Mix the pumpkin, flour, egg, milk, cheese, baking powder, salt, and pepper in a large bowl. Stir to combine well; the mixture should barely bind together and not be wet or watery.: The bowl will soon carry an aroma of nutty Parmesan cheese and warm spice from the black pepper . As you stir, notice the texture change from separated ingredients to a cohesive batter that still has visible strands of shredded pumpkin . This visible texture signals tenderness inside while the binder ingredients do their work. Overmixing can develop the gluten in the flour , making fritters dense, so stir only until just combined. A frequent pitfall is adding too much liquid, which results in a batter too loose to hold its shape; if your shredded pumpkin was especially wet, press some moisture out before mixing to avoid a runny mixture.
Using a spoon, scoop up the pumpkin mixture and drop it gently into the hot oil. Fry in batches until both sides are golden brown and the inside is cooked through. Remove from the oil with a strainer and transfer the fritters to a plate lined with paper towels. Serve hot with Thai sweet chili sauce.: You should feel a slightly tacky batter that forms soft mounds when scooped. The tactile feedback is important, because the right consistency ensures the fritters hold but remain tender. If the mixture feels too loose, add a spoonful more flour to firm it up, keeping the texture light. The mistake to avoid is overcorrecting with too much flour , which will dry out the final product. Aim for a batter that clings just enough to the spoon when lifted.
Using a spoon, scoop up the pumpkin mixture and drop it gently into the hot oil.: Listen for an immediate, lively sizzle as each mound hits the surface, and watch the edges turn golden within moments. The initial contact with the oil should produce a crisp outer layer while protecting the moist interior. If the fritter flattens too much on contact, the oil may be too cool; increase the heat slightly and allow the oil to return to temperature between batches. Avoid pressing the fritters down, because this squeezes out moisture and makes them dense.
Fry in batches until both sides are golden brown and the inside is cooked through.: You will turn each fritter when the edges look set and the bottom is a deep golden shade, typically after a few minutes per side depending on pan heat.

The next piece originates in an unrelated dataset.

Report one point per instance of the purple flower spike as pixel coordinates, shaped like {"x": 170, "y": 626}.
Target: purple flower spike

The aroma will shift from raw batter to toasted Parmesan cheese and cooked pumpkin . Flip gently with a slotted spoon to preserve shape. A common error is flipping too soon, which can tear the surface; wait until the fritter releases easily from the pan surface. Cook long enough for the center to be tender, not raw, but avoid overbrowning which can lead to bitterness.

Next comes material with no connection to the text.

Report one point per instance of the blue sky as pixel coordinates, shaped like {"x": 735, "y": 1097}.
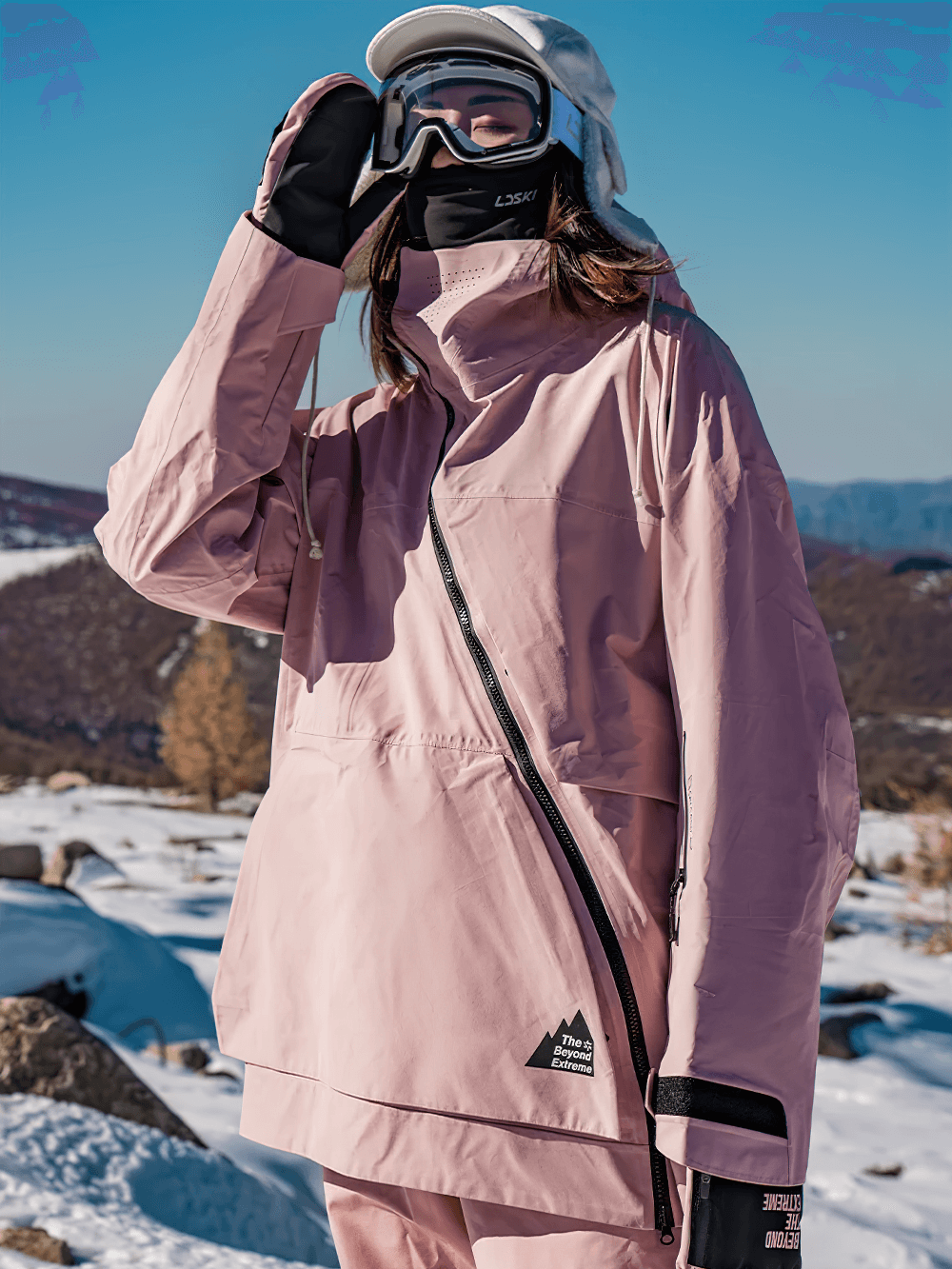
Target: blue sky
{"x": 814, "y": 217}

Remove from the oil with a strainer and transfer the fritters to a plate lined with paper towels.: The paper towels will soak up excess oil , leaving the fritters crisp and light instead of greasy. You will notice a residual warm steam rising from the fritters, and the texture will set as they rest briefly. Do not leave them too long on the towels or they can lose heat and crispness; serve soon after draining for the best textural contrast. A typical mistake is stacking fritters while draining, which traps steam and softens the outer shell, so arrange them in a single layer if possible.

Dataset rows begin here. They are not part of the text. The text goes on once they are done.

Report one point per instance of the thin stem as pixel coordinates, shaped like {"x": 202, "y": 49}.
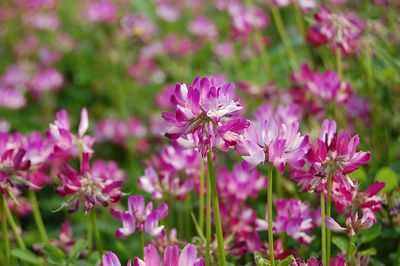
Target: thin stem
{"x": 338, "y": 55}
{"x": 141, "y": 236}
{"x": 350, "y": 251}
{"x": 269, "y": 202}
{"x": 96, "y": 232}
{"x": 5, "y": 228}
{"x": 323, "y": 228}
{"x": 13, "y": 225}
{"x": 201, "y": 203}
{"x": 328, "y": 213}
{"x": 208, "y": 221}
{"x": 217, "y": 215}
{"x": 284, "y": 37}
{"x": 89, "y": 234}
{"x": 38, "y": 217}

Serve hot with Thai sweet chili sauce.: The sticky, sweet, and tangy sauce highlights the savory Parmesan cheese and sweet pumpkin notes, creating a lively contrast. Spoon a little sauce onto each fritter or serve it in a small bowl for dipping, and watch how the glossy sheen complements the fritter's golden color. If you let the fritters sit too long before saucing, they will cool and lose that immediate pop of contrast between crisp exterior and tender inside. A common misstep is over saucing, which soaks the crust and blurs the texture; a light dip retains the crisp bite.